Before you read this, however, you might want to refer to this May/June 2005 column, where I described my favorite all-time Oracle feature: multiversioning. Understanding this is not only crucial to your success with Oracle Database, but it'll help you understand the concepts I describe below.
[The following is an excerpt from Expert Oracle Database Architecture: 9i and 10g Programming Techniques and Solutions . Note that the excerpt has been edited for length, format, and style.]
Transaction Isolation Levels
The ANSI/ISO SQL standard defines four levels of transaction isolation, with different possible outcomes for the same transaction scenario. That is, the same work performed in the same fashion with the same inputs may result in different answers, depending on your isolation level. These levels are defined in terms of three phenomena that are either permitted or not at a given isolation level:
- Dirty read: The meaning of this term is as bad as it sounds. You're permitted to read uncommitted, or dirty , data. You can achieve this effect by just opening an OS file that someone else is writing and reading whatever data happens to be there. Data integrity is compromised, foreign keys are violated, and unique constraints are ignored.

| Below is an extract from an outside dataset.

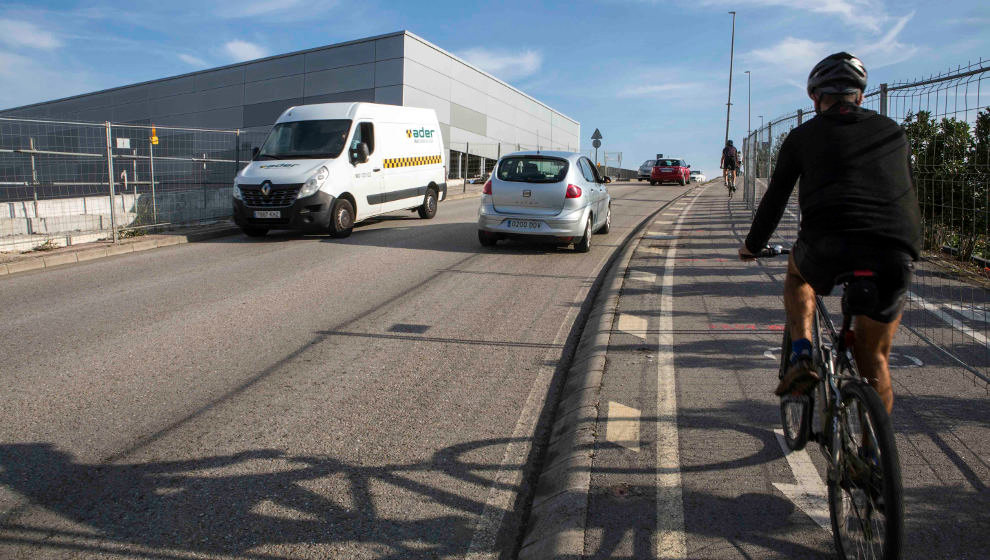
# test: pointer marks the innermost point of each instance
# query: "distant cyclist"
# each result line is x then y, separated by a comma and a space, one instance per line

- Nonrepeatable read: This simply means that if you read a row at time T1 and try to reread that row at time T2, the row may have changed. It may have disappeared, it may have been updated, and so on.
- Phantom read: This means that if you execute a query at time T1 and re-execute it at time T2, additional rows may have been added to the database, which may affect your results. This differs from a nonrepeatable read in that with a phantom read, data you already read hasn't been changed, but instead, more data satisfies your query criteria than before.
Note that the ANSI/ISO SQL standard defines transaction-level characteristics, not just individual statement-by-statement-level characteristics. I'll examine transaction-level isolation, not just statement-level isolation.
The SQL isolation levels are defined based on whether they allow each of the preceding phenomena. It's interesting to note that the SQL standard doesn't impose a specific locking scheme or mandate particular behaviors, but rather describes these isolation levels in terms of these phenomena—allowing for many different locking/concurrency mechanisms to exist (see Table 1).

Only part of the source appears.